Long not-quite-an-answer, actually.
First of all, in general in Italian you count the syllables from the end, rather than from the beginning. So, most words are piane, that is, the (main) stress is to the last-but-one syllable. The words casa, lavoro, panettone all belong to the same category, even though the stressed syllables are, respectively, the first, the second, and the third one.
Secondly, all your examples are of verbs with a clitic pronoun attached at the end, which muddles things a little.
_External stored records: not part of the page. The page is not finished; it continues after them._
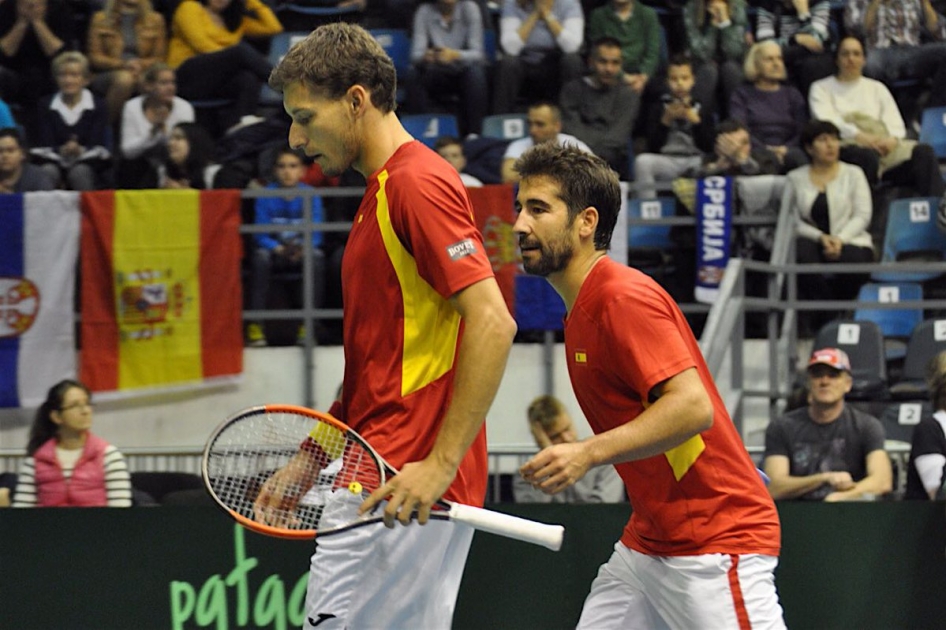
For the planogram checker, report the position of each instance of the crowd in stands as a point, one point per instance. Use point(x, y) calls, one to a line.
point(170, 93)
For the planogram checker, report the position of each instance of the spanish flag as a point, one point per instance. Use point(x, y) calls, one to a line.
point(161, 292)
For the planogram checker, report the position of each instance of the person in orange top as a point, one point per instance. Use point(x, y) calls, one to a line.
point(211, 58)
point(118, 63)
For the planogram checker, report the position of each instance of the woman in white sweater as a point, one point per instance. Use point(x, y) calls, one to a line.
point(831, 201)
point(850, 100)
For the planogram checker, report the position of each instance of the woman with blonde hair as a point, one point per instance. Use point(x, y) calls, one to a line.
point(67, 465)
point(927, 469)
point(125, 39)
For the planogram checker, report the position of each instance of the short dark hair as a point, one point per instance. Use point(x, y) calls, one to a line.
point(814, 128)
point(13, 132)
point(333, 58)
point(584, 180)
point(680, 59)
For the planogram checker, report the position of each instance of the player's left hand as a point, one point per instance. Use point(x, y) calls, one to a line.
point(557, 467)
point(414, 489)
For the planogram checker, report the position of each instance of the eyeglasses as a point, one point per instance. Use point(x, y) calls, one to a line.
point(87, 404)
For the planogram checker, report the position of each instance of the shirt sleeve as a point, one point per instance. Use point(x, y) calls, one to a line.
point(433, 217)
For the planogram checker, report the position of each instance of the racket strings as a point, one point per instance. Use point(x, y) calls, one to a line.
point(247, 454)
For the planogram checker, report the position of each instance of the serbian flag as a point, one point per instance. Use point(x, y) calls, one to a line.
point(161, 293)
point(39, 246)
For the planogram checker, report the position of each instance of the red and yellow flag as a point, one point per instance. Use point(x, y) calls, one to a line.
point(161, 292)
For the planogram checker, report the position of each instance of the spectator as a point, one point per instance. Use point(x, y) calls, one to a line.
point(284, 250)
point(927, 470)
point(772, 111)
point(635, 25)
point(189, 162)
point(451, 149)
point(66, 464)
point(73, 139)
point(211, 58)
point(540, 40)
point(600, 109)
point(872, 129)
point(896, 42)
point(832, 204)
point(125, 39)
point(827, 451)
point(448, 60)
point(32, 34)
point(16, 174)
point(545, 125)
point(734, 155)
point(716, 32)
point(146, 122)
point(802, 29)
point(680, 137)
point(550, 424)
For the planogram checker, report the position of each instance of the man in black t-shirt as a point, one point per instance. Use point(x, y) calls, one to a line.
point(827, 451)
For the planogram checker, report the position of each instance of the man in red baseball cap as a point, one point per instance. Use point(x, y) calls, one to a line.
point(827, 451)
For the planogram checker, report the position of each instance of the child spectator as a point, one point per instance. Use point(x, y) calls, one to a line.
point(73, 138)
point(451, 149)
point(680, 136)
point(283, 250)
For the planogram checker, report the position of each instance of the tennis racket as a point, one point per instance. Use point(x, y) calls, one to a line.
point(300, 460)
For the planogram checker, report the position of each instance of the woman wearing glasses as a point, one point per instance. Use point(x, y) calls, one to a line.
point(67, 465)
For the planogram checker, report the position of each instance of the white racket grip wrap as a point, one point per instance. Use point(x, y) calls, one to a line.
point(549, 536)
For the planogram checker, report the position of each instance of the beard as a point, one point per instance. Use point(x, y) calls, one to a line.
point(552, 258)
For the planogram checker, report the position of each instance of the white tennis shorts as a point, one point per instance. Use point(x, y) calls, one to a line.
point(374, 577)
point(704, 592)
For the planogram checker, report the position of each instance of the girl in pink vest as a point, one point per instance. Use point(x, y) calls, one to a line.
point(67, 465)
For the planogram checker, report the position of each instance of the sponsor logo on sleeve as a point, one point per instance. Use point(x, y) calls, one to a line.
point(465, 247)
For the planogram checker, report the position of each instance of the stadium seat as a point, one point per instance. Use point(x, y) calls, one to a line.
point(505, 126)
point(278, 47)
point(933, 129)
point(428, 127)
point(397, 43)
point(896, 324)
point(911, 235)
point(864, 344)
point(649, 246)
point(928, 340)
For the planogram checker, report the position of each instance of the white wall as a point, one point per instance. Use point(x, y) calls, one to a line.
point(274, 375)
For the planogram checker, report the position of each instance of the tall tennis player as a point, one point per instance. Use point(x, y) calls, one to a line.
point(426, 338)
point(702, 543)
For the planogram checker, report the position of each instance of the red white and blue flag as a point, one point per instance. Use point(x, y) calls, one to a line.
point(39, 246)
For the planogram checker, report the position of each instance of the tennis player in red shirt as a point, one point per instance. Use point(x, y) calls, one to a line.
point(702, 543)
point(426, 337)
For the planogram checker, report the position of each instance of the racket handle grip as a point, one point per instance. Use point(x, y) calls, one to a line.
point(549, 536)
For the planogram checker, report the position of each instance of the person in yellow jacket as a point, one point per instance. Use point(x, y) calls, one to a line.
point(213, 61)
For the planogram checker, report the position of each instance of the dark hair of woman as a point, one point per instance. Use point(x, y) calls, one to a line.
point(44, 429)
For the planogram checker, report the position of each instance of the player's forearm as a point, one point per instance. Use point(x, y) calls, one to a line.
point(484, 349)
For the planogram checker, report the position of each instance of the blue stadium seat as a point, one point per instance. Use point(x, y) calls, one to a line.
point(896, 324)
point(505, 126)
point(911, 235)
point(428, 127)
point(278, 47)
point(933, 129)
point(648, 246)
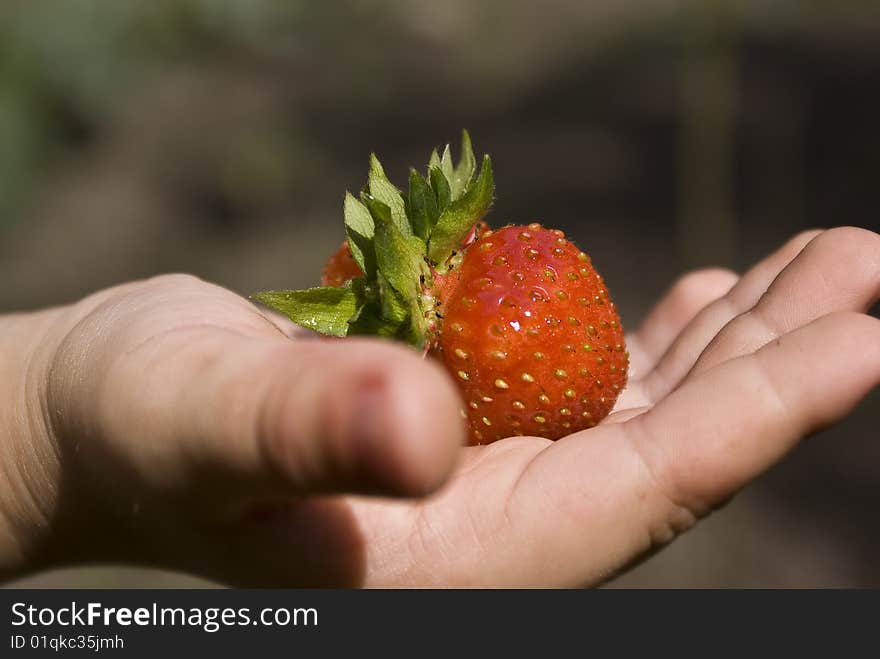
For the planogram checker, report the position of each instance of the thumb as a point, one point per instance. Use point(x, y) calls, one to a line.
point(240, 416)
point(335, 416)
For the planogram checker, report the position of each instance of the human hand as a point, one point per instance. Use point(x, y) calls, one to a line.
point(190, 432)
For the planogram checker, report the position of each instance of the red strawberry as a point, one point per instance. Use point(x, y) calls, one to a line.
point(518, 316)
point(531, 336)
point(341, 267)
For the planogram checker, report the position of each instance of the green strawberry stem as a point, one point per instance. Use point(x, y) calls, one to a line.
point(404, 245)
The good news is that the stress in the verb itself doesn't move: làva > làvati; pulìsci > pulìsciti and so on. (Accents are not usually written down, but I'm writing them here for clarity.)
So we are left with just the “pure” form of the imperative mood: lava, pulisci etc. (All the examples in the question are in the 2nd (singular) person, but the imperative mood also has a 5th (or 2nd plural) person: lavate, pulite and so on.)
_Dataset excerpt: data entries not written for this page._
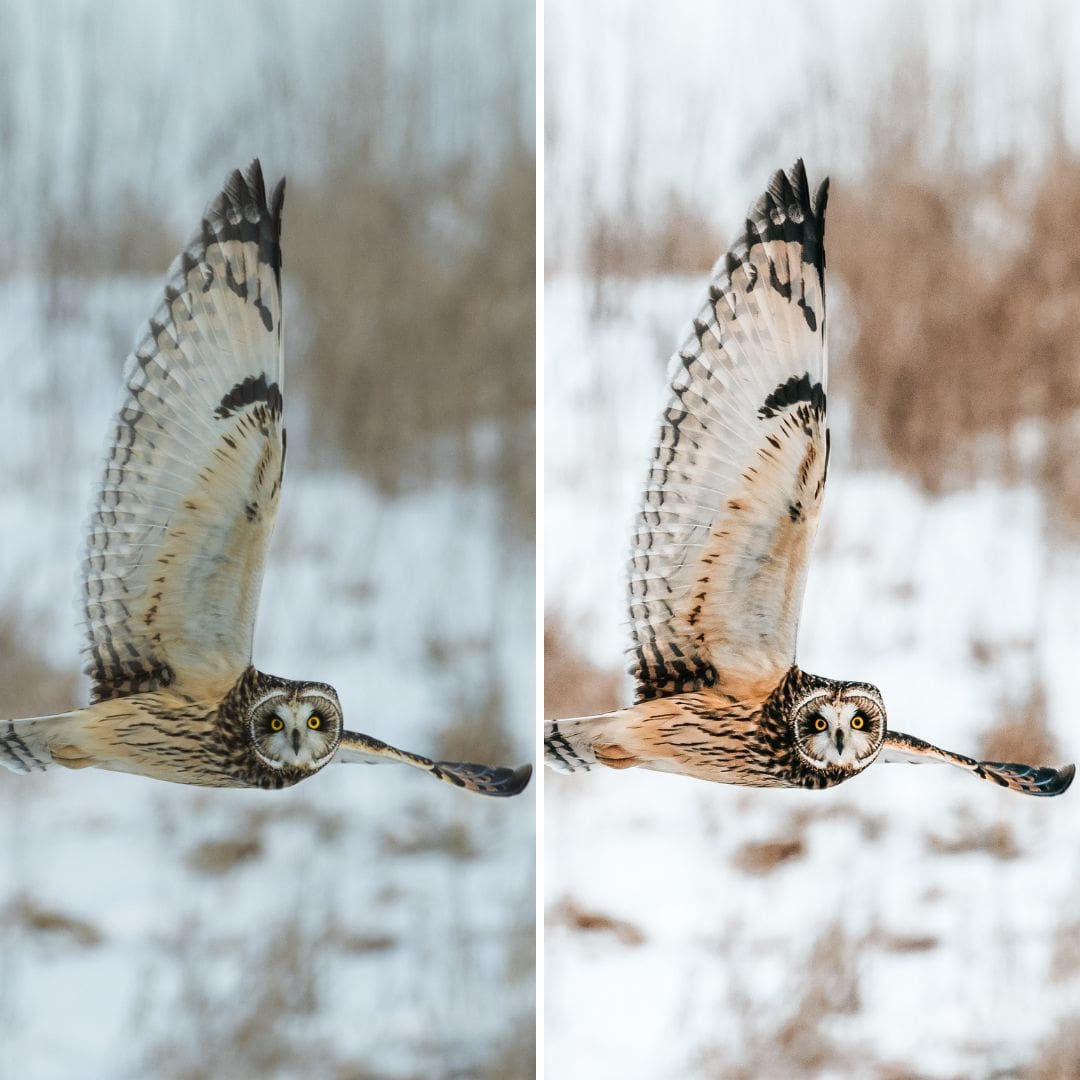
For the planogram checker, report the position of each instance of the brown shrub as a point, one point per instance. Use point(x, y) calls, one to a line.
point(568, 913)
point(764, 858)
point(571, 686)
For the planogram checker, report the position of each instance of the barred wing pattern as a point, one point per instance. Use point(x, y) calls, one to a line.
point(1029, 779)
point(484, 779)
point(730, 507)
point(178, 532)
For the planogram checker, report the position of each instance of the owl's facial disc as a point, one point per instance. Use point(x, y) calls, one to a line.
point(300, 729)
point(841, 728)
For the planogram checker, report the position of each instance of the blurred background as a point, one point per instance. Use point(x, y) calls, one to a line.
point(369, 922)
point(914, 922)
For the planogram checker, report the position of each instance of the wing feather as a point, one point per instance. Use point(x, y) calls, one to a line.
point(730, 504)
point(483, 779)
point(181, 520)
point(1029, 779)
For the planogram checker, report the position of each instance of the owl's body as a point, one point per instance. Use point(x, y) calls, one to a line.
point(711, 736)
point(723, 541)
point(165, 737)
point(177, 540)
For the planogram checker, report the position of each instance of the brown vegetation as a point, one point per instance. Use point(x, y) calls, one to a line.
point(765, 856)
point(571, 686)
point(568, 913)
In modern Italian, in most cases, these forms are equal to the 3rd person (for the verbs in -are) or the 2nd person (for the verbs in -ere or in -ire) the in the present of the indicative mood:
(lui) lava = he washes; lava! = wash!
(tu) tieni = you hold; tieni! = hold!
(tu) pulisci = you clean; pulisci! = clean!
So the problem reduces to learning how to conjugate in the present tense of the indicative mood a given verb, and this is mostly regular (according to the different classes of verbs) and is anyway easy to find for specific verbs in any dictionary.